Art therapy integrates creative process and psychotherapy, offering another way to understand experience through image, reflection, and embodied expression.

Art Therapy

“Art therapy combines the creative process and psychotherapy, facilitating self-exploration and understanding. Using imagery, colour and shape as part of this creative therapeutic process, thoughts and feelings can be expressed that would otherwise be difficult to articulate” (Canadian Art Therapy Association, 2017).

In practice, art therapy creates space for both conversation and creative exploration. Sometimes insight emerges through dialogue. At other times, working with image, colour, or form allows experiences to be expressed and understood in ways that feel more accessible than words alone.

Why creativity can support therapeutic change

The creative process can offer a different pathway into emotional life.
Research suggests that working with art materials engages sensory, embodied, and non-verbal forms of expression that can support emotional regulation and meaning-making (Kapitan, 2012).

Art making may:

  • support reflection and insight

  • provide distance from overwhelming experience

  • allow symbolic expression of complex feelings

  • engage the body and senses in regulation

  • offer new perspectives on personal narratives

Because art-making can function as a non-verbal and tactile process, it may support expression and understanding in ways that complement traditional talk therapy

Close-up of a pink poppy flower with dew drops on its petals, showing yellow stamens and a green central pod.

A collaborative and relational process

Art therapy is not about producing “good” artwork.
It is about using the creative process to explore inner experience within a supportive therapeutic relationship.

The presence of a trained therapist and the relational space of therapy are considered central to the effectiveness of art therapy, alongside the creative process itself (Kapitan 2012). Together, these elements can support reflection, integration, and emotional processing over time.

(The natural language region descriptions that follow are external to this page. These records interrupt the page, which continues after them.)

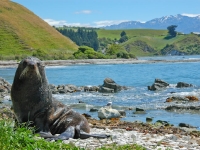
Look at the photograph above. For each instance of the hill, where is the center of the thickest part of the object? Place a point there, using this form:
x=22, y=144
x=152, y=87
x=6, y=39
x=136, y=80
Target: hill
x=149, y=42
x=185, y=24
x=23, y=33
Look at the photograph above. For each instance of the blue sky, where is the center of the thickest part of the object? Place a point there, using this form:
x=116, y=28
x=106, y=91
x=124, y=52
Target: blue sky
x=97, y=13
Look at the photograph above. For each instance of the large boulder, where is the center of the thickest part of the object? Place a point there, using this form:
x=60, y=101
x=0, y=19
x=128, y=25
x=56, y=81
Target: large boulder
x=179, y=99
x=158, y=85
x=178, y=108
x=108, y=113
x=110, y=86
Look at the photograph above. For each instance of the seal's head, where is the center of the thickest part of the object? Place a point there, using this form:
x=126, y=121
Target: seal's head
x=30, y=67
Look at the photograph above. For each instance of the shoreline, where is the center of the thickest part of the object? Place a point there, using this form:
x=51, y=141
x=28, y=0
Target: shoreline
x=14, y=63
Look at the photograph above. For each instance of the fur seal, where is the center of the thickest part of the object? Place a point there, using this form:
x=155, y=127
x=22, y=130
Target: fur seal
x=33, y=103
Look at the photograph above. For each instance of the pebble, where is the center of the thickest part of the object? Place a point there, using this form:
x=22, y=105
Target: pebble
x=149, y=141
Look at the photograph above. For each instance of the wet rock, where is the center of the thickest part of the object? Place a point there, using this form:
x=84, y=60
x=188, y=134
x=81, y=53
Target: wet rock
x=183, y=84
x=139, y=111
x=108, y=113
x=91, y=88
x=158, y=85
x=93, y=109
x=149, y=119
x=110, y=85
x=106, y=90
x=186, y=125
x=175, y=107
x=81, y=101
x=192, y=98
x=122, y=112
x=179, y=99
x=161, y=123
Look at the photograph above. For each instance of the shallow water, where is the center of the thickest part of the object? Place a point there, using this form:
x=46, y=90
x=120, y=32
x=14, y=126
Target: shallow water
x=135, y=76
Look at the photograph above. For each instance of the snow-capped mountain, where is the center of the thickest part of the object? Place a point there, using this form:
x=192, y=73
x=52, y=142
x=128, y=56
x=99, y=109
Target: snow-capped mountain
x=185, y=24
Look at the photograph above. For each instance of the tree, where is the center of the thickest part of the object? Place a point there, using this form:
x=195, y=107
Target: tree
x=171, y=30
x=123, y=39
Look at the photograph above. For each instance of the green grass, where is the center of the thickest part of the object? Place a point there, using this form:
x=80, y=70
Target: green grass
x=23, y=33
x=23, y=138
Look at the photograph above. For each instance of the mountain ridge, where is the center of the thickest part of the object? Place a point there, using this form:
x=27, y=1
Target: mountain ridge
x=185, y=24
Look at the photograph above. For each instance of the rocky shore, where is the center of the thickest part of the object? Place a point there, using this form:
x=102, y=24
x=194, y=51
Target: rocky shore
x=151, y=136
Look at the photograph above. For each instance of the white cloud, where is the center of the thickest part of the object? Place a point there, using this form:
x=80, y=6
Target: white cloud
x=108, y=22
x=59, y=23
x=190, y=15
x=84, y=12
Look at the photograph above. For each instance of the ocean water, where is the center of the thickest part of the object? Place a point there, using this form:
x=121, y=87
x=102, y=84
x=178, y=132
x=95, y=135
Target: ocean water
x=136, y=77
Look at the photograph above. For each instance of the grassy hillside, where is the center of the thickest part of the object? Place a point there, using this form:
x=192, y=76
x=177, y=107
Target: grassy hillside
x=147, y=42
x=23, y=33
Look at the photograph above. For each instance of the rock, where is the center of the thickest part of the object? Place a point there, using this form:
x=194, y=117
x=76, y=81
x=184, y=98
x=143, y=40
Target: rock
x=91, y=88
x=179, y=99
x=158, y=85
x=175, y=107
x=192, y=98
x=183, y=84
x=80, y=101
x=106, y=90
x=149, y=119
x=161, y=122
x=122, y=112
x=93, y=109
x=110, y=85
x=185, y=125
x=139, y=111
x=108, y=113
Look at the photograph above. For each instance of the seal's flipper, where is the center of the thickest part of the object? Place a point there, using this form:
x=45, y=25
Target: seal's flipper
x=84, y=135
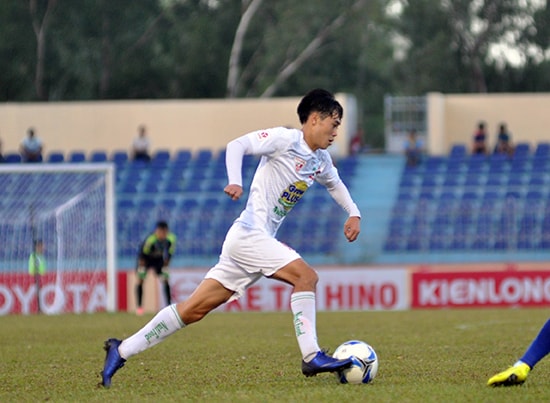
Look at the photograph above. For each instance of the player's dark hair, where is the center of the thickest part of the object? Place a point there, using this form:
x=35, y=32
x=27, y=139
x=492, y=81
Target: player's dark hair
x=319, y=100
x=162, y=225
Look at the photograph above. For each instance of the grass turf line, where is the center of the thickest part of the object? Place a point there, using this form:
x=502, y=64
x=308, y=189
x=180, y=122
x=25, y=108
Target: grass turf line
x=425, y=356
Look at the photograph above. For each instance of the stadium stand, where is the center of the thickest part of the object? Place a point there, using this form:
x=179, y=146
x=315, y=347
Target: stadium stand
x=472, y=203
x=458, y=203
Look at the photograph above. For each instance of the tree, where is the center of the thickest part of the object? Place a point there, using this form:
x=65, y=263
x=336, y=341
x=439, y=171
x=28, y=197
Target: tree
x=40, y=23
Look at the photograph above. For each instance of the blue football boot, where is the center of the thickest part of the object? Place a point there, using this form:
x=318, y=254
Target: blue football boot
x=324, y=363
x=113, y=361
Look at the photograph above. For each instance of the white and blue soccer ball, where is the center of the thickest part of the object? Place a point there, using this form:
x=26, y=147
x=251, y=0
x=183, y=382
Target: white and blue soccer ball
x=365, y=362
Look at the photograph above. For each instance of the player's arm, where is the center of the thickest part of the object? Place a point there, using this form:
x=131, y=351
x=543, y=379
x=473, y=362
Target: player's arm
x=234, y=153
x=261, y=142
x=340, y=193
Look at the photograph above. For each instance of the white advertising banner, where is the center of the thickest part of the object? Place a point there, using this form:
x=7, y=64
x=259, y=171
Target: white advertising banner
x=338, y=289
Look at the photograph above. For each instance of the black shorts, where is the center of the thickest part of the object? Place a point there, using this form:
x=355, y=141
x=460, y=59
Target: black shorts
x=154, y=264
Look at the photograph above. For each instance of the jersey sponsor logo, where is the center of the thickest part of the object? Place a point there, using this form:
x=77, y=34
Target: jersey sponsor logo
x=289, y=197
x=299, y=163
x=262, y=135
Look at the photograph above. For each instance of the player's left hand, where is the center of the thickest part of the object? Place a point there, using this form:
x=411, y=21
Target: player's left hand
x=352, y=228
x=233, y=191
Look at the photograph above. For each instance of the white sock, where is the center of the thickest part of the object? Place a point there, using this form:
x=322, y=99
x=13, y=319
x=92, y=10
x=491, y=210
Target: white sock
x=166, y=322
x=303, y=308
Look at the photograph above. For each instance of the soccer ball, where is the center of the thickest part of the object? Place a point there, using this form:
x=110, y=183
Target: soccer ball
x=365, y=362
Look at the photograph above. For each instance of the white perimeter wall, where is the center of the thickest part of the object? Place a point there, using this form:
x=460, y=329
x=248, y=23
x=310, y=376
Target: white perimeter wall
x=452, y=118
x=171, y=124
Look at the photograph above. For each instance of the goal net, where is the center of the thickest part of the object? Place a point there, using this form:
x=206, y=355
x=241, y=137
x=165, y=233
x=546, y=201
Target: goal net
x=57, y=234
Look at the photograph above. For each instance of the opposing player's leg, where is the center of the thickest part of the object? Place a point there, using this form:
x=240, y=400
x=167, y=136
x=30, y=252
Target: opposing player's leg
x=164, y=276
x=141, y=273
x=302, y=303
x=207, y=296
x=517, y=374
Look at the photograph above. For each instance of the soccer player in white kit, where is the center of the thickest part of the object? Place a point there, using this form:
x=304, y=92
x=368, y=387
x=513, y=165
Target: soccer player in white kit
x=291, y=161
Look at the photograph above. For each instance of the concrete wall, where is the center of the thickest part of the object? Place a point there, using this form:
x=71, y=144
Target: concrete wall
x=526, y=115
x=173, y=124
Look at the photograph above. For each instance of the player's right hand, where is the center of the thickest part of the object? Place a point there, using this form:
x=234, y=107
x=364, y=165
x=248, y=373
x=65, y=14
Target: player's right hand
x=233, y=191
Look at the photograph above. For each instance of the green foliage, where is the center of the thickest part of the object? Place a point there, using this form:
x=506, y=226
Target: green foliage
x=425, y=356
x=125, y=49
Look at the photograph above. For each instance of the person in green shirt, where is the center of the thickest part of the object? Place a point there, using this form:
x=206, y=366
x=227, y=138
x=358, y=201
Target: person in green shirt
x=37, y=261
x=155, y=253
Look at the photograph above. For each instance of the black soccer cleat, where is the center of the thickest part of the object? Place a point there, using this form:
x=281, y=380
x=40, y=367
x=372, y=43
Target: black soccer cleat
x=324, y=363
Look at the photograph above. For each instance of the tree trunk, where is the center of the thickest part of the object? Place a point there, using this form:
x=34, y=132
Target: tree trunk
x=310, y=49
x=233, y=76
x=40, y=28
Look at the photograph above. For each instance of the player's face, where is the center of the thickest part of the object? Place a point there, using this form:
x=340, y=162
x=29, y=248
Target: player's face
x=321, y=130
x=326, y=130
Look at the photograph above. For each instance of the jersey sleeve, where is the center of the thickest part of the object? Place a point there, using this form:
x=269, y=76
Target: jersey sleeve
x=261, y=142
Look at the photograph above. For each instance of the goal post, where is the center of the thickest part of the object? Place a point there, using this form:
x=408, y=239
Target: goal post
x=69, y=211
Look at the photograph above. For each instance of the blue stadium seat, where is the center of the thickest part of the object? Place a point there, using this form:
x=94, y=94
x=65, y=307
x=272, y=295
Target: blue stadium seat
x=458, y=152
x=183, y=156
x=56, y=156
x=522, y=150
x=161, y=155
x=129, y=188
x=175, y=187
x=98, y=156
x=542, y=150
x=12, y=158
x=77, y=156
x=151, y=187
x=119, y=157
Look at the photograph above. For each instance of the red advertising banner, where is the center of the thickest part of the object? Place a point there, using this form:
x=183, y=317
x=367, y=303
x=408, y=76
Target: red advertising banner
x=74, y=292
x=338, y=289
x=480, y=289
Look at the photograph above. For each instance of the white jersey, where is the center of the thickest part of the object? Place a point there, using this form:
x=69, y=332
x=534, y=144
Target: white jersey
x=287, y=168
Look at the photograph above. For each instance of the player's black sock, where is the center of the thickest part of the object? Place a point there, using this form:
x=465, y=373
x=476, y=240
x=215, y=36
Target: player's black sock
x=139, y=294
x=167, y=293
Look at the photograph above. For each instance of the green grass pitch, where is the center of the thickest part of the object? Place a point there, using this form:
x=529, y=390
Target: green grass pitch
x=425, y=356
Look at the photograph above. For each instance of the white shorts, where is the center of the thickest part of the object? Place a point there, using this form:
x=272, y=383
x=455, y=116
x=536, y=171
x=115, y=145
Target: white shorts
x=247, y=255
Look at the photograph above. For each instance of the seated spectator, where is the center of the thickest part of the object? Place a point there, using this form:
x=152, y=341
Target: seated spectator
x=480, y=140
x=31, y=147
x=504, y=143
x=141, y=145
x=414, y=149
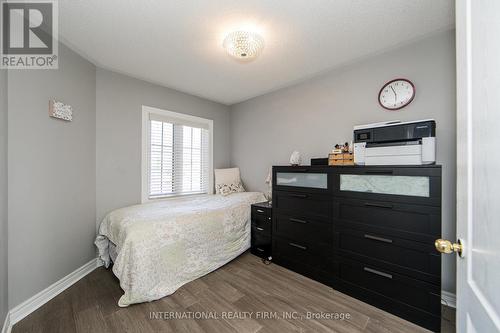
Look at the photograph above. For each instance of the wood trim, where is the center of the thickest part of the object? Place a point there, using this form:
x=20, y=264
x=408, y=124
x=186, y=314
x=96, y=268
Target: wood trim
x=7, y=326
x=30, y=305
x=448, y=299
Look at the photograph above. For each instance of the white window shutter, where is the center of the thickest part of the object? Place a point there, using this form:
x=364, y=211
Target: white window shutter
x=178, y=158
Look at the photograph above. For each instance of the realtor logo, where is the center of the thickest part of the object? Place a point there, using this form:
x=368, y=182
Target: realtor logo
x=29, y=34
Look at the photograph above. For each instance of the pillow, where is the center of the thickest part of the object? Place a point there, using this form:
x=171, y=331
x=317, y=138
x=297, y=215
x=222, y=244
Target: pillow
x=226, y=189
x=228, y=181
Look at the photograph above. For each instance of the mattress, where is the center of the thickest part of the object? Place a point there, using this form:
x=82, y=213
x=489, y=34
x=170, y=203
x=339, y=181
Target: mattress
x=157, y=247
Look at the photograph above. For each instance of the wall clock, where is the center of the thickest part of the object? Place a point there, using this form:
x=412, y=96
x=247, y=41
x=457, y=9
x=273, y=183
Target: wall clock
x=396, y=94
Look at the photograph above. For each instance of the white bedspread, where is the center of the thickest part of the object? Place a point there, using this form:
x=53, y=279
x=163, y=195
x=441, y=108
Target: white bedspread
x=165, y=244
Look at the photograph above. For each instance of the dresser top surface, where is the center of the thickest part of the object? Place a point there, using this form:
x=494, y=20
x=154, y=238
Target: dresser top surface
x=436, y=166
x=264, y=204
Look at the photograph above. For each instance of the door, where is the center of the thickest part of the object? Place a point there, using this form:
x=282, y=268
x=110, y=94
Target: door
x=478, y=167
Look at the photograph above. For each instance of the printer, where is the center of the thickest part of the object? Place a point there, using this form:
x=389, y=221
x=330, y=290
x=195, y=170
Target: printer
x=395, y=143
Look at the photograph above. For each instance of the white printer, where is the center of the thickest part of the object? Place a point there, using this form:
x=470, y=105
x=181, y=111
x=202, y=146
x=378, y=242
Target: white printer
x=395, y=143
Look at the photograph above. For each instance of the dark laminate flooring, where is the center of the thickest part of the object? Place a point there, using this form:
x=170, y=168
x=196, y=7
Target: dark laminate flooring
x=244, y=285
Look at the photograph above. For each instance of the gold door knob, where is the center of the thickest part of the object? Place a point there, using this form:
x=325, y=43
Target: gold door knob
x=445, y=246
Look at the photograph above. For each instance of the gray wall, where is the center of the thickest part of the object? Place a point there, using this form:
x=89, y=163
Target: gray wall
x=312, y=116
x=119, y=108
x=51, y=183
x=3, y=197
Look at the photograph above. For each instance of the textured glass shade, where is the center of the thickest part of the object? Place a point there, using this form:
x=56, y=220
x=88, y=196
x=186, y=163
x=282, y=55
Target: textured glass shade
x=243, y=45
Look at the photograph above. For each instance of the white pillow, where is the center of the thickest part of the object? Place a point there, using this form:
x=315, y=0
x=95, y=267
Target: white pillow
x=228, y=181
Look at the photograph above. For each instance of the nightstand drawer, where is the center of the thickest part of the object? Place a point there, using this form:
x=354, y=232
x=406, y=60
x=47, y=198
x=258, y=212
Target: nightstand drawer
x=261, y=244
x=261, y=221
x=300, y=227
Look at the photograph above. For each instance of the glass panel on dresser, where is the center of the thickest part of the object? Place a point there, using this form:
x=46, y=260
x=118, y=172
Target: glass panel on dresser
x=418, y=186
x=311, y=180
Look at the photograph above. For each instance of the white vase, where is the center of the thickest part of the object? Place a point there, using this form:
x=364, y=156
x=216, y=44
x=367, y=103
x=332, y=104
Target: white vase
x=295, y=158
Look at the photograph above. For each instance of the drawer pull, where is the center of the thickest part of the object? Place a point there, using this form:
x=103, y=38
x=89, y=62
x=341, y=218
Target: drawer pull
x=379, y=172
x=369, y=204
x=301, y=196
x=380, y=239
x=374, y=271
x=297, y=221
x=298, y=246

What art therapy can offer

Art therapy can support:

  • deeper self-understanding

  • expression of complex or hard-to-name feelings

  • integration after meaningful or intense experiences

  • nervous system regulation through sensory engagement

  • exploration of identity, grief, and life transitions

  • connection between inner experience and outer life

At its core, art therapy offers a space where image and language meet — where experience can be explored, witnessed, and gradually understood.